The material is affixed to a cheap-looking mylar netting visible underneath. The structure is a system of standard aluminum fence poles. Inside, the experience is somewhat better. Afterparty offers plenty of shade, and some cooling, though that seems to come as much from the mechanical sprinklers installed in the cones as from the much-touted chimney effect of the cones’ design.
In truth, this rendering-versus-reality problem has dogged YAP throughout its history. Few of the previous pavilions had done much to temper the harsh environment of the walled courtyard, and most have been poorly constructed and fared badly over the course of the summer. These results spring from the constraints of a compressed timeline and a tiny budget. Many teams have tried to overcome these limitations with outside donations and hordes of student laborers. But this is also the result of a program that has privileged the kind of showy formalism that Afterparty claims to critique, while in fact merely wrapping it in a scratchy fur coat.

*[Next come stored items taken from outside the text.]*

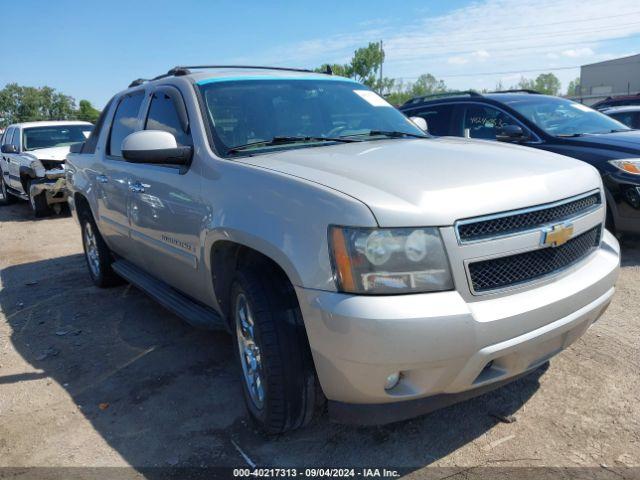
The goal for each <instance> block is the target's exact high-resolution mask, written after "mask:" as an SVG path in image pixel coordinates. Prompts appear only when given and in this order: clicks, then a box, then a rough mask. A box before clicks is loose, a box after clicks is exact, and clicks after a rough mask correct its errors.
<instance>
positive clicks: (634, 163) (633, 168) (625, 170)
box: [609, 158, 640, 175]
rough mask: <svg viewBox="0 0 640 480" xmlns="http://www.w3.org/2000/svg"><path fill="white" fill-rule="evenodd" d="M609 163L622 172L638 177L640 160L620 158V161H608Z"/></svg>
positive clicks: (639, 171) (613, 160)
mask: <svg viewBox="0 0 640 480" xmlns="http://www.w3.org/2000/svg"><path fill="white" fill-rule="evenodd" d="M609 163H610V164H611V165H613V166H614V167H616V168H619V169H620V170H622V171H623V172H627V173H631V174H633V175H640V158H622V159H620V160H609Z"/></svg>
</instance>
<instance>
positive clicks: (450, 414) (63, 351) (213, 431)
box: [0, 203, 640, 478]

MoMA may be tacitly acknowledging the shortcomings of the project in its small exhibition: There are no photographs of the project as built, only those beautiful renderings. Both exhibitions tout the program as a launching pad for young firms, and this has often been the case. As YAP moves into its second decade, however, both institutions would be well served by examining more closely the process and priorities of the program.
The construction schedule could be extended or the budget expanded. Materials could be provided in advance or recycled from year to year. The program should emphasize innovations in construction and quality building just as it emphasizes form-making. In the ten years since YAP was launched, architecture has claimed a larger place in the public’s imagination. As it moves into adolescence, YAP should deliver compelling temporary architecture, not just compelling images.
A version of this article appeared in AN_07.29.2009.